Comprobé su estado. Sus atributos eran bastante normales para una chica de unos catorce años. Sin embargo, la parte sobre su calma, ingenio, amabilidad y agilidad me llamó la atención.
Además, sufría fatiga y estaba infectada con algún tipo de toxina, por no mencionar que también había contraído una plaga.
En otras palabras, las toxinas y la energía demoníaca que fluían libremente por la cloaca la habían infectado. Si la dejaba sola, su estado empeoraría y su fuerza vital se iría marchitando poco a poco.
Extendí la mano para agarrarla del brazo mientras mis ojos bajo el yelmo observaban atentamente el túnel tras ella.
Algunas cosas salieron de la superficie de la inmundicia que cubría las alcantarillas. Esta vez, nos recibieron monstruos con apariencias externas algo diferentes.
Medían dos metros de altura, casi parecían humanos y además eran completamente bípedos. Sin embargo, sus cabezas seguían siendo las de ratas con colmillos afilados. Todo en ellos, desde sus largas garras hasta sus firmes músculos, era innecesariamente memorable, debo decir.
Eran «Hombres Rata Rojos» que, como uno podría haber adivinado, tenían el pelaje rojo.
Era como si alguien hubiera pegado la cabeza de una rata encima de un culturista.
Santo cielo, seguro que son bastante espeluznantes a la vista. ¿Me estás diciendo que las alcantarillas de la ciudad están llenas de este tipo de criaturas?
-¡Kiiiiaaaahk!
Los hombres rata rojos chillaron y, mientras abrían los brazos, empezaron a correr hacia nosotros. Eran mucho más rápidos que los Hombres rata normales.
A juzgar sólo por eso, supuse que su fuerza física también debía ser superior a la del resto de su especie.
No entendía cómo demonios unos monstruos así habían acabado construyendo un nido en las alcantarillas de una gran ciudad como Elusha.
Rápidamente tiré de Yuria por el brazo y me retiré de allí.
«¿Algún otro superviviente aquí abajo?» Pregunté.
«No, no lo sé. Pero no debería haber nadie».
«Es bueno oír eso».
Cubrí los ojos de Yuria con mi mano. Después de subirme el mosquete a la espalda, invoqué una botella de agua bendita y vertí el contenido en la boca de la chica.
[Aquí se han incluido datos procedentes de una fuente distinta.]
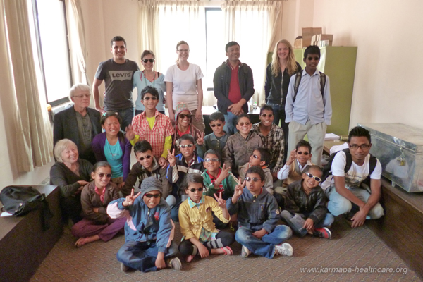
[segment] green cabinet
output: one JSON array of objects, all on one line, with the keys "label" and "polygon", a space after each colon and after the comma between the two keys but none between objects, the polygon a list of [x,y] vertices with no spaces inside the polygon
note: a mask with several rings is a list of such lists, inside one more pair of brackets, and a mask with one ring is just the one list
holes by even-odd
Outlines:
[{"label": "green cabinet", "polygon": [[[294,49],[295,60],[302,69],[305,48]],[[326,73],[331,82],[332,119],[326,132],[348,135],[351,115],[351,102],[357,58],[356,47],[326,46],[320,47],[321,57],[317,68]]]}]

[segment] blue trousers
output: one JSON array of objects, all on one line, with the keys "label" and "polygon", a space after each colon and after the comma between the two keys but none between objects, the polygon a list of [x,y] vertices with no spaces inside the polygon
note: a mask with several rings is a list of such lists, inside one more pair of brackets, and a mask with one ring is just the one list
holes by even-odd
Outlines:
[{"label": "blue trousers", "polygon": [[[156,271],[156,259],[159,249],[156,242],[126,242],[118,251],[116,257],[131,269],[142,272]],[[172,242],[164,257],[174,257],[178,253],[178,245]]]},{"label": "blue trousers", "polygon": [[286,225],[278,225],[272,233],[262,237],[262,240],[252,235],[255,231],[241,226],[235,233],[235,240],[255,255],[268,259],[273,258],[275,253],[275,245],[289,239],[293,235],[291,229]]}]

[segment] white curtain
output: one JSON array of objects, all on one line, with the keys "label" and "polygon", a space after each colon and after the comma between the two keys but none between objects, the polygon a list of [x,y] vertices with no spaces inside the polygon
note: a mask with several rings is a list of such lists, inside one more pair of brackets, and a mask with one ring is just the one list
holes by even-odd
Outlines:
[{"label": "white curtain", "polygon": [[0,59],[6,70],[0,99],[7,147],[11,164],[19,172],[31,171],[48,164],[53,150],[45,93],[38,90],[26,0],[0,0]]},{"label": "white curtain", "polygon": [[275,23],[281,17],[282,3],[228,1],[222,4],[221,9],[225,18],[225,38],[227,42],[236,41],[240,44],[240,60],[252,69],[253,99],[259,105],[264,102],[267,53],[276,37]]},{"label": "white curtain", "polygon": [[72,80],[74,84],[85,83],[90,85],[85,64],[88,54],[85,45],[85,31],[80,1],[66,0],[66,5]]}]

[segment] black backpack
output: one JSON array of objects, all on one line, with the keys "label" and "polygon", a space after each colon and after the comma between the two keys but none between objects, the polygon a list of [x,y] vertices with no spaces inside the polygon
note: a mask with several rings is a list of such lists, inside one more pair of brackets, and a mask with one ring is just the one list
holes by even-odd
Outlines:
[{"label": "black backpack", "polygon": [[[345,167],[344,168],[344,171],[346,173],[347,171],[348,171],[350,170],[350,168],[351,168],[351,164],[352,164],[352,157],[351,157],[351,153],[350,152],[350,149],[347,148],[347,149],[343,149],[343,152],[345,154],[345,157],[347,159],[347,162],[345,164]],[[339,151],[341,152],[341,151]],[[332,171],[331,171],[331,168],[332,168],[332,162],[333,161],[333,158],[335,157],[335,155],[336,154],[338,154],[339,152],[336,152],[333,154],[331,154],[331,156],[329,156],[329,159],[328,160],[328,163],[326,164],[326,166],[324,166],[324,167],[323,168],[322,171],[322,175],[321,175],[321,182],[324,182],[324,180],[326,180],[326,178],[329,176],[332,175]],[[377,164],[377,159],[376,158],[376,157],[373,156],[372,154],[370,154],[370,159],[369,160],[369,176],[367,176],[367,178],[366,179],[364,179],[362,183],[364,183],[367,185],[369,184],[369,180],[370,178],[370,176],[372,175],[372,173],[373,173],[373,171],[374,171],[374,168],[376,168],[376,164]]]},{"label": "black backpack", "polygon": [[[322,72],[319,71],[320,73],[320,91],[321,92],[321,98],[324,94],[324,85],[326,85],[326,75]],[[298,92],[298,87],[300,87],[300,82],[301,82],[301,78],[302,78],[302,72],[299,71],[295,75],[295,83],[294,84],[294,97],[293,97],[293,104],[295,102],[297,98],[297,93]]]},{"label": "black backpack", "polygon": [[44,230],[50,226],[49,221],[53,217],[44,194],[32,186],[7,186],[0,192],[2,210],[16,216],[25,215],[35,209],[42,209]]}]

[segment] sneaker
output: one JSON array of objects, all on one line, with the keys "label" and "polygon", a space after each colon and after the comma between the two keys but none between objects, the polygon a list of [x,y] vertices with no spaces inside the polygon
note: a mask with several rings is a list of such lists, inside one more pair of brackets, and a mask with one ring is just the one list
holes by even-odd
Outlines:
[{"label": "sneaker", "polygon": [[178,257],[172,257],[166,259],[166,264],[171,269],[176,270],[182,269],[182,264]]},{"label": "sneaker", "polygon": [[287,243],[275,245],[275,255],[285,255],[291,257],[293,253],[294,249]]},{"label": "sneaker", "polygon": [[248,248],[244,245],[243,245],[243,248],[241,249],[241,257],[245,258],[248,257],[251,254],[251,251],[248,250]]},{"label": "sneaker", "polygon": [[125,266],[123,263],[121,262],[121,271],[126,272],[129,270],[129,266]]}]

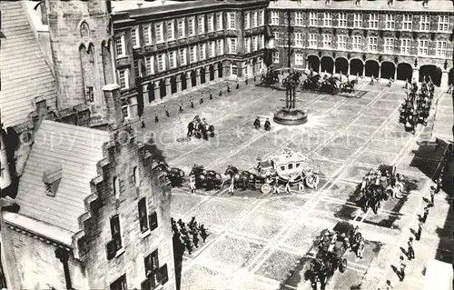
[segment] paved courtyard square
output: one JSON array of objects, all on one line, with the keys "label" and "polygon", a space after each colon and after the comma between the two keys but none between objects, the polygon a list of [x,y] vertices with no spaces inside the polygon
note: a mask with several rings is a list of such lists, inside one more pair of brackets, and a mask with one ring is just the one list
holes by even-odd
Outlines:
[{"label": "paved courtyard square", "polygon": [[[187,103],[198,92],[169,100],[171,117],[161,115],[157,124],[153,111],[148,112],[146,127],[136,128],[138,137],[153,131],[166,162],[186,175],[194,164],[221,174],[227,165],[248,170],[258,157],[265,159],[290,147],[307,155],[321,176],[317,189],[299,192],[293,187],[286,194],[281,188],[279,195],[260,189],[235,189],[230,195],[227,187],[195,194],[186,185],[174,188],[173,216],[186,222],[195,216],[212,233],[195,254],[184,255],[182,289],[311,289],[304,274],[316,254],[317,236],[345,222],[358,225],[365,237],[364,258],[348,251],[347,271],[336,271],[327,289],[376,289],[387,279],[396,289],[414,289],[424,281],[421,273],[428,259],[451,256],[454,216],[443,198],[446,194],[440,193],[436,199],[439,206],[430,212],[423,238],[415,245],[416,261],[409,266],[408,279],[399,284],[391,265],[397,265],[400,248],[406,248],[417,228],[441,153],[418,145],[429,129],[419,126],[413,135],[399,124],[398,109],[405,95],[400,85],[361,83],[359,88],[366,91],[360,98],[298,92],[297,106],[308,113],[309,121],[297,126],[272,122],[273,114],[284,105],[285,92],[252,84],[216,95],[194,109],[185,107],[183,113],[176,113],[176,104]],[[449,105],[446,97],[436,90],[441,119],[449,114],[443,106]],[[162,105],[153,110],[162,114]],[[208,141],[182,142],[195,115],[213,125],[216,135]],[[256,116],[262,122],[269,118],[271,130],[255,130]],[[382,164],[397,165],[410,181],[409,188],[398,199],[384,202],[377,215],[364,213],[358,206],[359,183],[370,168]]]}]

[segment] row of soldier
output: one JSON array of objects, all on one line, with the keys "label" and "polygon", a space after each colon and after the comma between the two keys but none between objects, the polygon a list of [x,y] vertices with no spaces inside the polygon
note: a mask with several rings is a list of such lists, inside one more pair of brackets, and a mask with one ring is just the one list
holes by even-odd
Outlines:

La temperatura de su cuerpo empezó a subir rápidamente. Su respiración también se agitó. Dado que ya estaba contaminada por las toxinas y la energía demoníaca, no era de extrañar ver este tipo de reacción negativa en ella.
Pero eso sólo duró un rato; su expresión atormentada pronto se volvió mucho más tranquila.
Debió de sentirse segura y aliviada al ser abrazada por alguien -o tal vez estaba demasiado agotada, no sabría decirlo-, porque se quedó flácida y se durmió en mis brazos.
Pero eso no importaba. Dijo que no había testigos o sobrevivientes aquí abajo, así que…
«… Vamos a terminar con esto, ¿de acuerdo?»
Una luz brillante explotó desde algún lugar a mis espaldas.
Justo antes de que los Hombres Rata Rojos de ojos locos pudieran abalanzarse sobre mí, flechas de luz atravesaron limpiamente sus figuras.
Splash, splosh…
Las armaduras metálicas hacían salpicar el agua sucia.
Una legión que emitía una luz brillante se materializó de repente en la alcantarilla. Iban ataviados con armaduras hechas por enanos y equipados con escudos y lanzas. Mientras tanto, detrás de su formación había banshees que blandían arcos y flechas.
De vuelta en el gremio de aventureros, había una petición firmada personalmente por el señor feudal de Elusha, solicitando aventureros y mercenarios para investigar las alcantarillas, así como para someter a los monstruos que viven aquí abajo.
No es que yo hubiera aceptado esa petición, pero supuse que a nadie le importaría que me presentara para terminarla y recibir la recompensa más tarde.
Bueno, el trabajo de rescatar a una chica no era ni de lejos suficiente para satisfacerme. Por eso…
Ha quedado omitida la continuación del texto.